Images in Rich Text Format areas
It’s all very well knowing how to call AddBinary with a customised file name, but in one of the commonest scenarios for images, we aren’t calling AddBinary ourselves. Typically, if you are using a Rich Text format area, you’ll be using PublishBinariesInPackage for this, so it might not be obvious how to modify the file name. If you look in the default Tridion template building blocks you will find one called ExtractBinariesFromHtml. Although you can use this directly yourself in your templating pipeline, often you won’t need to, as it is invoked by the Dreamweaver mediator when you are processing a rich text field. (If you use the Razor mediator, this also works out-of-the-box, as it relies on the same Tridion code.) ExtractBinariesFromHtml processes your content looking for binaries. When it finds them, it adds them to the package. At the same time it adds the “Filename” property to the item. (Package Item Properties are part of the documented API, but unfortunately not visible via the Template Builder. If you want to investigate further, check out the LogPropertiesOfItems recipe in the Tridion Cookbook. You may also wish to vote up this idea.)
The package item properties are used by PublishBinariesInPackage to construct the filename, in a similar way to the code sample above. One of the properties it uses is “ItemPropertyFileNameSuffix”, so what we need to do is put a suitable value in this property before PublishBinariesInPackage gets invoked. Here’s some code that does just that:
Obviously, this needs to be in your pipeline somewhere after your Output template, and before PublishBinariesInPackage. As you can see, if you want to match other kinds of binaries than images, you can pass in a parameter to specify what you want. With this building block in place, the images published from an RTF will also have the component id in their filename.
Remember when I said that for binaries, all Tridion has to do is “ensure that the exact same sequence of bytes is deployed as a file on the file system of your target server”? That’s not always true. Sometimes you want to have several versions of a binary, where the versions are generated at publish time in your templating. The canonical example is the one where you resize images. The master might be a high-resolution version, for use when your visitor pops it out in a lightbox feature on your web page. Then you might have a normal size version and a thumbnail. But it could be anything: black and white version, sepia wash… whatever. Obviously, these different renderings are related to each other, so Tridion allows you to specify a “variant ID” parameter when you call AddBinary. So you could call AddBinary several times in the same template: one for each variant, or you might have different templates responsible for different variants. On the Content Delivery side, you can retrieve the location of the relevant variant file by passing the variant ID as a parameter to your BinaryLink. Of course, you also have to take care of ensuring that two variants of the same binary don’t end up at the same location. It can be a useful feature, although in recent times it’s also become common to generate different versions of binaries on demand using an image processing library in your web application.

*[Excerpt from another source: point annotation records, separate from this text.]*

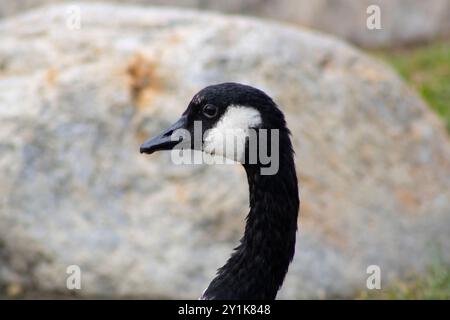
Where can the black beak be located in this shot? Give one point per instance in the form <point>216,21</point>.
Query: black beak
<point>164,141</point>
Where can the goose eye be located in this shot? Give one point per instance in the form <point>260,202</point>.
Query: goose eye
<point>210,111</point>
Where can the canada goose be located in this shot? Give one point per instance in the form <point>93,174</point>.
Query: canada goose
<point>258,265</point>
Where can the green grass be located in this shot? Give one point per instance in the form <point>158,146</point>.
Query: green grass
<point>427,69</point>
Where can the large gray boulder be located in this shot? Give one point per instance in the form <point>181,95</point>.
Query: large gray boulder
<point>403,22</point>
<point>373,161</point>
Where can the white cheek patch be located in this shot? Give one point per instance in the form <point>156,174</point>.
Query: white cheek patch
<point>228,137</point>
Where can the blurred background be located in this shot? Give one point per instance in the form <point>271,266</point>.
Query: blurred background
<point>366,92</point>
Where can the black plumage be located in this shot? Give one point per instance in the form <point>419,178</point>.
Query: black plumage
<point>258,265</point>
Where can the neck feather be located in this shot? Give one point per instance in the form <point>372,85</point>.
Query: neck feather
<point>257,267</point>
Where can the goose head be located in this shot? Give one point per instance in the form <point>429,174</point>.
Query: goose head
<point>220,120</point>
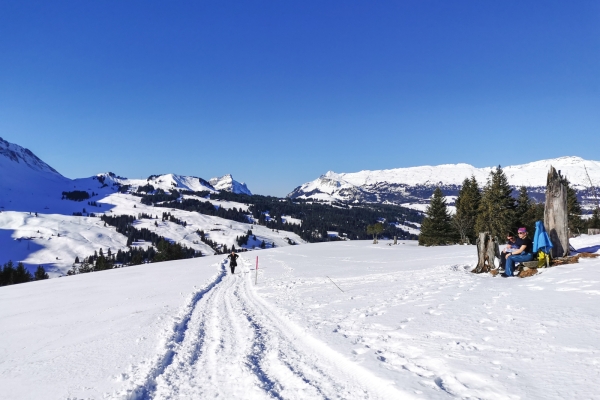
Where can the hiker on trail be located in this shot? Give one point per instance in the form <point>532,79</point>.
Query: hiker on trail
<point>523,253</point>
<point>511,245</point>
<point>232,263</point>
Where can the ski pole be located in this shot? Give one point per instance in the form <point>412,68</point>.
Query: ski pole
<point>335,284</point>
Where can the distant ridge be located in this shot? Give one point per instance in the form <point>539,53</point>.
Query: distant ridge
<point>417,183</point>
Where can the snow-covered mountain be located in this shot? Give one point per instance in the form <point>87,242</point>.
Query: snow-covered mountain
<point>402,185</point>
<point>227,183</point>
<point>40,226</point>
<point>411,323</point>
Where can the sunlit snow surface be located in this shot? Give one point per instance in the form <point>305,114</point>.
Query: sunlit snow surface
<point>411,321</point>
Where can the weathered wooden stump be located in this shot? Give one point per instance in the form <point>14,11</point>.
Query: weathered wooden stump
<point>556,216</point>
<point>487,250</point>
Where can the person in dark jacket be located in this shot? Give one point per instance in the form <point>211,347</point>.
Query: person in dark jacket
<point>232,263</point>
<point>522,254</point>
<point>511,245</point>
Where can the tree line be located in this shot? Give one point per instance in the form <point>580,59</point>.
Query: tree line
<point>492,209</point>
<point>11,275</point>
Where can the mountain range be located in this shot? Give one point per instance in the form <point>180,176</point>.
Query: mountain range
<point>416,184</point>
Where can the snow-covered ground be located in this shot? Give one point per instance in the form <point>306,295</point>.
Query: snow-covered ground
<point>81,236</point>
<point>331,320</point>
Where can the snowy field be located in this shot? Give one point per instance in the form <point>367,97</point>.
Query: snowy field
<point>36,241</point>
<point>403,322</point>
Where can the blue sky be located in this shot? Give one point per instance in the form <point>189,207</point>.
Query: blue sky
<point>278,92</point>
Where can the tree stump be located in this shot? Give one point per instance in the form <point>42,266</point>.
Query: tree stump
<point>556,216</point>
<point>487,250</point>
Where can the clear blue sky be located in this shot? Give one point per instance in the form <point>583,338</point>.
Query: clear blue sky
<point>278,92</point>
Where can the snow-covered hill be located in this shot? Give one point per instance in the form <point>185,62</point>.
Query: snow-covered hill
<point>37,225</point>
<point>406,322</point>
<point>227,183</point>
<point>415,184</point>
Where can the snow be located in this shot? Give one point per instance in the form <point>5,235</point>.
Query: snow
<point>405,321</point>
<point>423,207</point>
<point>337,186</point>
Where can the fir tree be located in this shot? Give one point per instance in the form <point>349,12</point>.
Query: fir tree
<point>437,229</point>
<point>467,204</point>
<point>40,274</point>
<point>7,274</point>
<point>496,213</point>
<point>22,275</point>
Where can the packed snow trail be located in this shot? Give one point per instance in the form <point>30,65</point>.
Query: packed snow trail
<point>233,345</point>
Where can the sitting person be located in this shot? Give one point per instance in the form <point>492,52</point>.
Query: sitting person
<point>523,253</point>
<point>511,245</point>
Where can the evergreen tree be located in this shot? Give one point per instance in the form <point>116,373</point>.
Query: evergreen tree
<point>467,204</point>
<point>437,229</point>
<point>40,274</point>
<point>576,223</point>
<point>496,213</point>
<point>7,274</point>
<point>526,212</point>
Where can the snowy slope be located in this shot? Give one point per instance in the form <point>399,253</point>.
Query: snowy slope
<point>81,236</point>
<point>410,322</point>
<point>417,183</point>
<point>228,184</point>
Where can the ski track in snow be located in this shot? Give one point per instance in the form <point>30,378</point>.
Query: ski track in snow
<point>227,342</point>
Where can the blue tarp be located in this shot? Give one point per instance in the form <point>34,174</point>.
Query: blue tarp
<point>541,240</point>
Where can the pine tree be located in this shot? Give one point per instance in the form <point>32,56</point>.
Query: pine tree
<point>40,274</point>
<point>437,229</point>
<point>496,213</point>
<point>467,204</point>
<point>576,223</point>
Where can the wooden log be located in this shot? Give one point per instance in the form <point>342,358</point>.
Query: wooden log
<point>487,250</point>
<point>556,216</point>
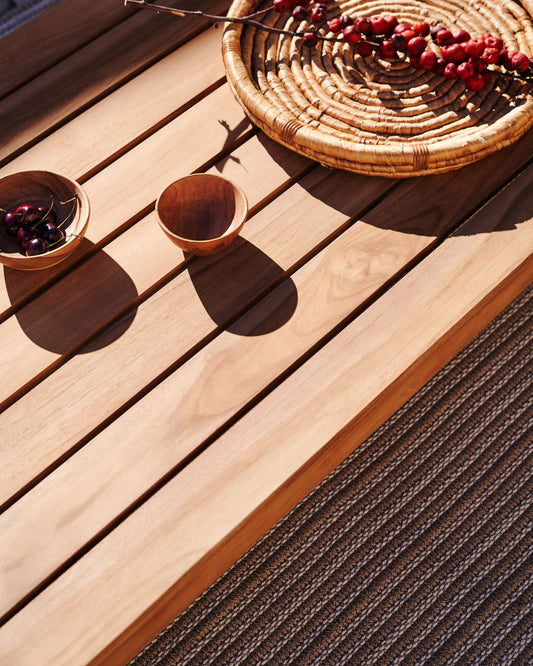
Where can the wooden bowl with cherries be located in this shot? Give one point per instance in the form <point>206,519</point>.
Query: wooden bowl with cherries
<point>44,216</point>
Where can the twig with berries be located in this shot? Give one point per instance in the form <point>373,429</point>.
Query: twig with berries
<point>452,54</point>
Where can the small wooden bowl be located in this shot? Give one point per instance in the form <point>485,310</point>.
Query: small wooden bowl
<point>202,213</point>
<point>43,188</point>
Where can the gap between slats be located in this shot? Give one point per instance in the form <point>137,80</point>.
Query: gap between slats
<point>238,414</point>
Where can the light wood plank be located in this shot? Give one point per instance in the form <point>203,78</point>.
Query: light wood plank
<point>99,134</point>
<point>139,176</point>
<point>92,385</point>
<point>70,311</point>
<point>180,539</point>
<point>58,31</point>
<point>194,401</point>
<point>89,73</point>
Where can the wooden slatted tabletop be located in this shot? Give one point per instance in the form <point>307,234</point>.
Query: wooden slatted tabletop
<point>159,412</point>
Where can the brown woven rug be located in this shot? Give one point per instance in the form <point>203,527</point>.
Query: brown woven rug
<point>417,549</point>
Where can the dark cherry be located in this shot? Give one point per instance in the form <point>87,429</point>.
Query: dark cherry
<point>11,224</point>
<point>27,215</point>
<point>36,246</point>
<point>52,234</point>
<point>24,236</point>
<point>47,214</point>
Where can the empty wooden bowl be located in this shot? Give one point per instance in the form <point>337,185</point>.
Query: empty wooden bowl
<point>202,213</point>
<point>64,196</point>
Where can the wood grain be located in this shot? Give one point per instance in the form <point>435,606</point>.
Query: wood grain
<point>58,31</point>
<point>194,400</point>
<point>98,135</point>
<point>71,85</point>
<point>141,174</point>
<point>175,544</point>
<point>94,384</point>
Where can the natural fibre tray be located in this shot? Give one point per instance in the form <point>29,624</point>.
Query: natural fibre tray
<point>373,116</point>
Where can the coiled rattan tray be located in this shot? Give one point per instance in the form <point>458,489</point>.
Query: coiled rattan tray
<point>373,116</point>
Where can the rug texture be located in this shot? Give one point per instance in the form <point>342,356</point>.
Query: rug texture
<point>417,549</point>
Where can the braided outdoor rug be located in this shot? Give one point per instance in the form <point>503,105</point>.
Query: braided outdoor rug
<point>417,549</point>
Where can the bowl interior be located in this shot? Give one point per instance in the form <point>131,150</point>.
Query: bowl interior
<point>201,207</point>
<point>43,188</point>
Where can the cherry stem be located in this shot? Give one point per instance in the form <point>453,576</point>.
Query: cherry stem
<point>247,20</point>
<point>250,20</point>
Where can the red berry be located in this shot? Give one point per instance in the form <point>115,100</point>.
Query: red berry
<point>444,38</point>
<point>351,35</point>
<point>494,43</point>
<point>506,59</point>
<point>345,20</point>
<point>387,50</point>
<point>310,38</point>
<point>450,71</point>
<point>428,59</point>
<point>408,35</point>
<point>398,41</point>
<point>478,64</point>
<point>520,62</point>
<point>460,36</point>
<point>281,6</point>
<point>474,48</point>
<point>440,66</point>
<point>402,27</point>
<point>379,25</point>
<point>392,22</point>
<point>416,46</point>
<point>318,15</point>
<point>421,28</point>
<point>490,55</point>
<point>364,48</point>
<point>434,30</point>
<point>364,25</point>
<point>299,13</point>
<point>454,53</point>
<point>465,70</point>
<point>475,82</point>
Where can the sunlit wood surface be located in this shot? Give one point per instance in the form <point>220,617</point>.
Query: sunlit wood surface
<point>159,412</point>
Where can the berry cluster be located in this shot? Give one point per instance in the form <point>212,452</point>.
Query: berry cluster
<point>455,55</point>
<point>35,228</point>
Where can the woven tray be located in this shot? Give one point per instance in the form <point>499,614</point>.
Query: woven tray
<point>369,115</point>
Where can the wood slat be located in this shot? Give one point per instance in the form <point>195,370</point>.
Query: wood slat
<point>96,383</point>
<point>55,33</point>
<point>155,562</point>
<point>139,176</point>
<point>90,73</point>
<point>108,128</point>
<point>328,288</point>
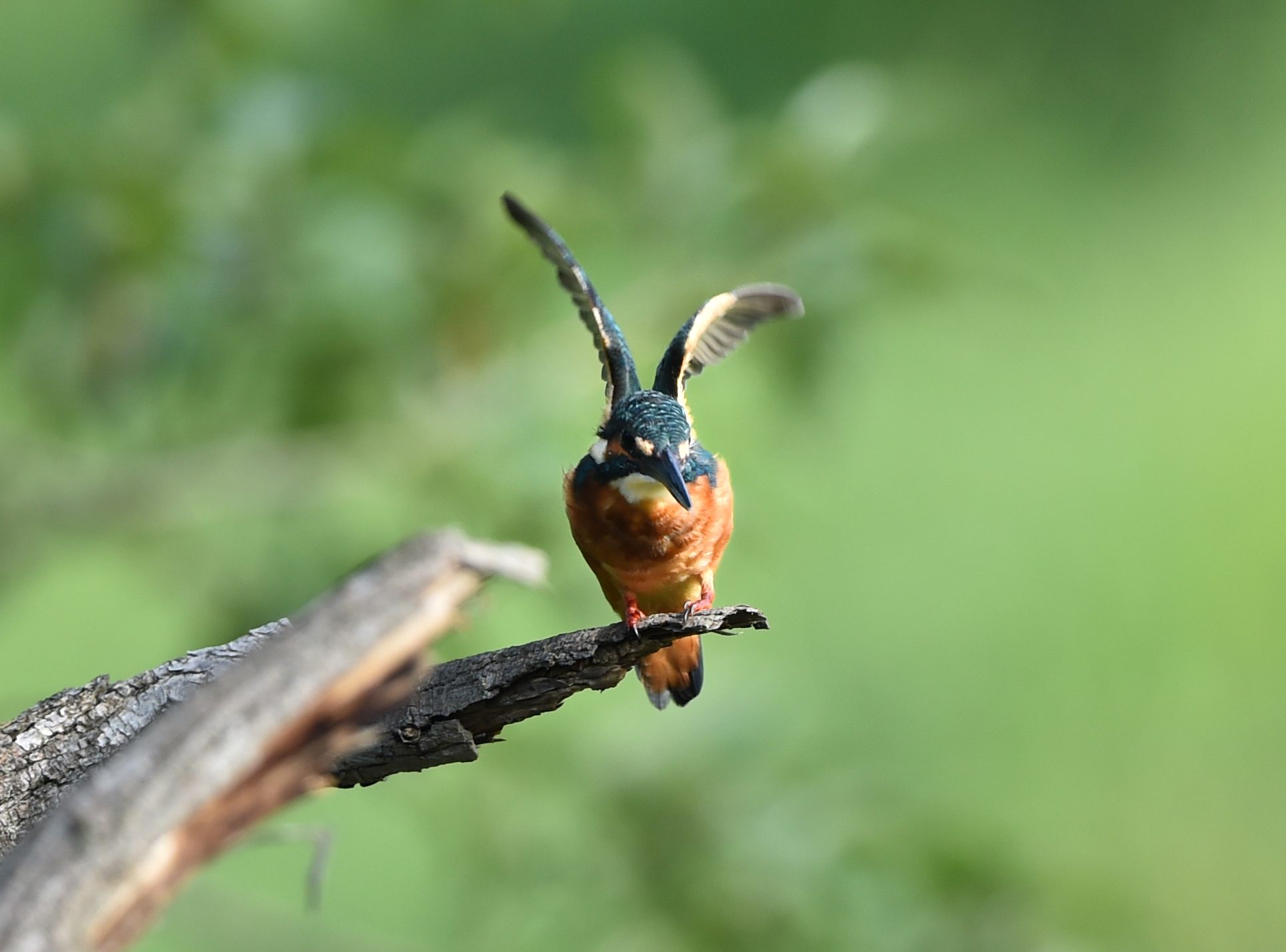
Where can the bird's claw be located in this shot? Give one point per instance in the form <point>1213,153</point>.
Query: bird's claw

As part of Tridion’s modular templating framework, these APIs have been with us since Release 5.3, and this is not the first blog post to cover the subject. The techniques are not difficult to grasp, yet it remains a common area for mistakes. I’m sure I’ve made a few myself in this area. The problem lies in awareness and planning. First and foremost, programmers working with modular templating need to be aware of the issues, and the possible technical approaches. Once you have that, there’s a good chance that you’ll take a moment early in your project to decide how you’re going to organise your binaries. Any good technical design for a Tridion system will specify the chosen approach. It might only take a couple of lines but you’ll thank yourself later.